ある日、学校の先生から、お叱りを受けてしまいました。
面談とかなんだとか、そういうものがいい加減差し迫ってきます。時期が時期です、テーマはみな、将来何になりたいか。
私はこんな具合ですから、他人事みたいに分からないです、と答える他ない感じです。すると先生は、やっぱり、わざわざ時間を割いてまで一対一で訊いているのに、わからないですとか他人事みたいに言う生徒に、多少の苛立ちや、いえ、真面目な先生であればあるほど、そんなんじゃダメだ、という感情が、お節介者の性質として現れるのか、とにかく私は、結構叱られてしまいます。
私は謝ります。
ごめんなさい。でも、本当に分からないんです。
先生も、困ってしまうようです。
私はよく、ひょうひょうとしていると誤解されてしまうのですが、そういうつもりではないです。内心では、みんなの所謂“普通”と私は色々と乖離しているのではないか、と焦っています。
やはり、学校が一番、焦る場所といえるでしょう。
学校は混沌としています。何が正しいかも分からない中、みんなは有り、無しの二極で物事を分け、他人と自分とを比べ、優劣をつけ、自分より弱いと見たものは卑下します。どうしたことか皆、排他的で、謎の自信や焦りにも似た自己肯定を繰り返し、その過程の中で他人を攻撃します。
私はこれに違和感を持ちます。
将来に対する不安は大きいから、多少歪んだ形でも自己を保っていないと、やりきれないのかもしれませんね。でも、だからって他を攻撃していい理由にはならないと、私は考えます。

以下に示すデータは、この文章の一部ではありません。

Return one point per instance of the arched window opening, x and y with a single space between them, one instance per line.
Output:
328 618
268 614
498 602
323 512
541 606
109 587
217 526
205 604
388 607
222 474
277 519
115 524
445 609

などと思っていたからかどうかは知りませんが、私は結構、他の生徒から攻撃を受けるようになりました。
曰く、生意気だそうです。
迎合してこないのが、斜に構えているみたいで、気に入らないそうです。
クール気取ってんじゃねえよ。
気取る、というのがそもそも分かりません。
みんな何故、気取るのでしょうか。
ありのままではよくありませんか?
前に二度、それを面と向かって言ってしまった事があります。
一つは休み時間に(今思えば、これが不特定多数に対する宣戦布告となってしまったのでしょう)。そしてもう一つは、帰宅の途中、いじめられているらしい同校の中学生をかばったときにです。
このいじめられていた子というのは、私がこの街に越してきてから、わりと早い段階で身近に感じていた生徒です。というのも、その子は私の家の、斜め向かいのご近所さんだったのです。
まず、私がこの街に越してきた経緯をお話しましょう。
私は以前は農村部の祖父母の家に、両親共々、暮らしていたのですが、私が中学校に進学すること、それによって変化する様々なニーズに合わせていきたいということで、両親は沿線沿いのこの街に、新居を建てました。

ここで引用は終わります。